At the time of its birth, Trino was designed to fill the gap between Facebook's internal real-time query and ETL processing. The core goal of Trino is to provide interactive query, which is what we often call Ad-Hoc Query. Many companies use it as an OLAP computing engine. In recent years, business scenarios have become more and more complex. In addition to interactive query scenarios, many companies also need to take into account batch processing operations. Technology leaders have begun to think about how to use Trino for batch processing of large data sets.

2 Limitations of the traditional Trino architecture

In the traditional Trino running architecture, Trino pre-plans all tasks for processing specific queries. These tasks are related to each other, and the result of one task is the input of the next task. For MPP engines, this interdependence is necessary. Once any task fails during this process, the entire task chain will be destroyed, causing the entire SQL execution to exit.

The process of Trino executing SQL tasks is as shown below (from Trino official website):

2.png

advantage:

Data is streamed through tasks without intermediate checkpoints, resulting in high throughput and low latency.

insufficient:

  • Lack of fine-grained failure recovery, if a problem occurs, you can only run the entire Query from scratch
  • Completely relies on memory resources for data loading and exchange
  • Once the execution plan is determined, it cannot be flexibly adjusted according to the actual implementation progress.

3 Trino Fault Tolerant Execution Architecture (FTE)

The Trino open source community has designed a new fault-tolerant execution architecture that allows us to implement advanced resource-aware scheduling with fine-grained retries. The project is codenamed "Tardigrade".

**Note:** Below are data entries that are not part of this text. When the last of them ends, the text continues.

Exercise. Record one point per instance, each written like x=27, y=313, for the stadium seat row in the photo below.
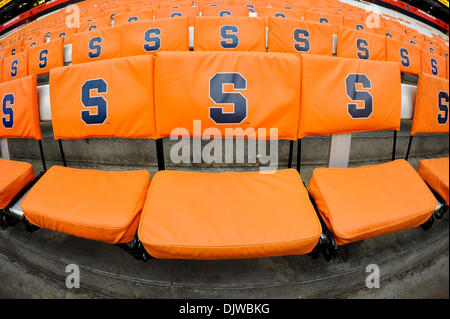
x=192, y=215
x=223, y=34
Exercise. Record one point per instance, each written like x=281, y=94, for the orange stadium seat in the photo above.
x=190, y=12
x=98, y=24
x=134, y=16
x=431, y=114
x=393, y=34
x=96, y=45
x=363, y=202
x=433, y=64
x=65, y=33
x=267, y=12
x=296, y=36
x=151, y=36
x=15, y=66
x=225, y=11
x=244, y=227
x=336, y=20
x=19, y=119
x=46, y=56
x=407, y=54
x=88, y=101
x=229, y=34
x=360, y=45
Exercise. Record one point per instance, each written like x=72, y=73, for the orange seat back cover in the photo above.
x=435, y=172
x=46, y=56
x=14, y=176
x=19, y=116
x=432, y=103
x=151, y=36
x=229, y=34
x=354, y=96
x=227, y=90
x=296, y=36
x=104, y=99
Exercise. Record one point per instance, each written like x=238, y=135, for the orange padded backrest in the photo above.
x=97, y=24
x=324, y=17
x=266, y=12
x=296, y=36
x=227, y=90
x=66, y=34
x=433, y=64
x=354, y=23
x=229, y=34
x=46, y=56
x=134, y=16
x=15, y=66
x=96, y=45
x=431, y=108
x=32, y=42
x=19, y=115
x=103, y=99
x=190, y=12
x=360, y=45
x=393, y=34
x=408, y=55
x=354, y=96
x=225, y=11
x=151, y=36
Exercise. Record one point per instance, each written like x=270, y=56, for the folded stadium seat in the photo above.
x=66, y=34
x=296, y=36
x=363, y=202
x=266, y=12
x=354, y=23
x=15, y=48
x=229, y=34
x=96, y=45
x=97, y=24
x=190, y=12
x=263, y=214
x=360, y=45
x=415, y=41
x=15, y=66
x=20, y=120
x=433, y=64
x=407, y=54
x=32, y=41
x=393, y=33
x=46, y=56
x=150, y=36
x=87, y=100
x=431, y=116
x=135, y=16
x=173, y=4
x=225, y=11
x=336, y=20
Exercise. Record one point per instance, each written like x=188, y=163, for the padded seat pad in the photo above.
x=93, y=204
x=369, y=201
x=14, y=177
x=191, y=215
x=435, y=173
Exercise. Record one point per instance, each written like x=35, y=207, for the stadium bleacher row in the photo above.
x=127, y=93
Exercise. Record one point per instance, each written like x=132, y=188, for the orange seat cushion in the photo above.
x=369, y=201
x=435, y=173
x=93, y=204
x=190, y=215
x=14, y=176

Project Tardigrade aims to break down the old all-or-nothing implementation barrier. It brings many new opportunities for resource management, adaptive query optimization, and failure recovery. The project is named after the tardigrade, the world's most indestructible creature, similar to the robustness FTE brings to Trino.

3.png

The following are some intuitive effects brought by the Tardigrade project:

  • When a long-running SQL Query encounters a failure, it does not have to be run from scratch;
  • When Query requires more memory than is currently available in the cluster, it can still run successfully;
  • When multiple queries are submitted at the same time, they can share resources in a fair way and run steadily.

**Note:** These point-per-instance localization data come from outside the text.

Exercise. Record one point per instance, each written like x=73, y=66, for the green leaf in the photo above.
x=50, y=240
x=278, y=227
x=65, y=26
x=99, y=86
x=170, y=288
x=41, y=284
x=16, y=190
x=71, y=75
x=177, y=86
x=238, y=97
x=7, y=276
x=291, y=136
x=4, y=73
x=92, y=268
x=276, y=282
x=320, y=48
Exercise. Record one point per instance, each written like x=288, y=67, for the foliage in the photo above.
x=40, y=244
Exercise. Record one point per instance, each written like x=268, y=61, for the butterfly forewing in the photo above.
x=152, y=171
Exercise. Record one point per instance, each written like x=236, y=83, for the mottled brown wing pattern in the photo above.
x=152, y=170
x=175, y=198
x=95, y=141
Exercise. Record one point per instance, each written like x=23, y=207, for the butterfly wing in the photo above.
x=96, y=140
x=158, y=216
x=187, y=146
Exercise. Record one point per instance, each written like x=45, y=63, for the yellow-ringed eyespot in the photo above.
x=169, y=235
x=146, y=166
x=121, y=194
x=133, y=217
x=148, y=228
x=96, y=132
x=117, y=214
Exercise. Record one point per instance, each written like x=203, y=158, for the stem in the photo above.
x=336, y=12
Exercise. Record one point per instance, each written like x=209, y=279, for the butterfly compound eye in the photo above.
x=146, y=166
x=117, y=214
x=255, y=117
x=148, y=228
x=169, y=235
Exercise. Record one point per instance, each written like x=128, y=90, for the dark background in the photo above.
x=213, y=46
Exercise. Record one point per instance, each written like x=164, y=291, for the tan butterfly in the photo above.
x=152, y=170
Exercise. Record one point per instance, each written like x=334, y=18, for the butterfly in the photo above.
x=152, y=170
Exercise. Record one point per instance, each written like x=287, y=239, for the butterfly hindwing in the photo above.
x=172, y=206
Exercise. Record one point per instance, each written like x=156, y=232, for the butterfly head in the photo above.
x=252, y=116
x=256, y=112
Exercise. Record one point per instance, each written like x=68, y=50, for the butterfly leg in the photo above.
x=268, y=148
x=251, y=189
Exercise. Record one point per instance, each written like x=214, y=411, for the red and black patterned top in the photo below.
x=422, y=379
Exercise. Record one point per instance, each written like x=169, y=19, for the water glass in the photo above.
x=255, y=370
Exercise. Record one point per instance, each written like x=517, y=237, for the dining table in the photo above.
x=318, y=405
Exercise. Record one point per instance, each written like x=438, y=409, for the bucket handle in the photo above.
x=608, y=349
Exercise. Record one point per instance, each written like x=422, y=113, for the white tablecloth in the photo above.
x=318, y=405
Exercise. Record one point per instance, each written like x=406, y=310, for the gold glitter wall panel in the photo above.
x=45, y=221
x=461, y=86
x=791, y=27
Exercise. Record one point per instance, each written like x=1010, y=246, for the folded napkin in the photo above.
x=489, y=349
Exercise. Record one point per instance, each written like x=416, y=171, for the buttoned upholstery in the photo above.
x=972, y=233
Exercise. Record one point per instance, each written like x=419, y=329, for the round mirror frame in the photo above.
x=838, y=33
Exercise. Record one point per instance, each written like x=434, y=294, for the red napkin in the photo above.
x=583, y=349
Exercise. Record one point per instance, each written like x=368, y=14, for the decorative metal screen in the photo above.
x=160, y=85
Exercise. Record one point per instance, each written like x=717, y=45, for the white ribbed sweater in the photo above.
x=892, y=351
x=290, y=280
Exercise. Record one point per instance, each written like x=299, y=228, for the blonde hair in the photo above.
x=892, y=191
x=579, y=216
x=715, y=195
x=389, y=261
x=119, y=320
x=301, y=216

From a code implementation perspective, Trino implements core functions such as task-level fault tolerance, automatic retry, and shuffle directly in the kernel. As shown in the picture below (from Trino official website):

4.png

Trino will divide a Query execution into multiple stages. In fault-tolerant mode, the shuffle data of the upstream stage will be written to disk (supports writing to AWS S3, HDFS and local storage). The downstream stage reads the required data from the intermediate storage and re-optimizes and allocates subsequent tasks in the process.

5.png

Improvements brought about:

  • Adaptive planning : Query plans can be dynamically adjusted while buffering data
  • Resource management : Adjust resource allocation while the query is running. When the cluster is idle, we can allow a single query to utilize all available resources on the cluster. When more workload starts, the resource allocation for the initial query can be gradually reduced.
  • Fine-grained failure recovery : Allows failed tasks to be restarted transparently, making ETL completion times more predictable.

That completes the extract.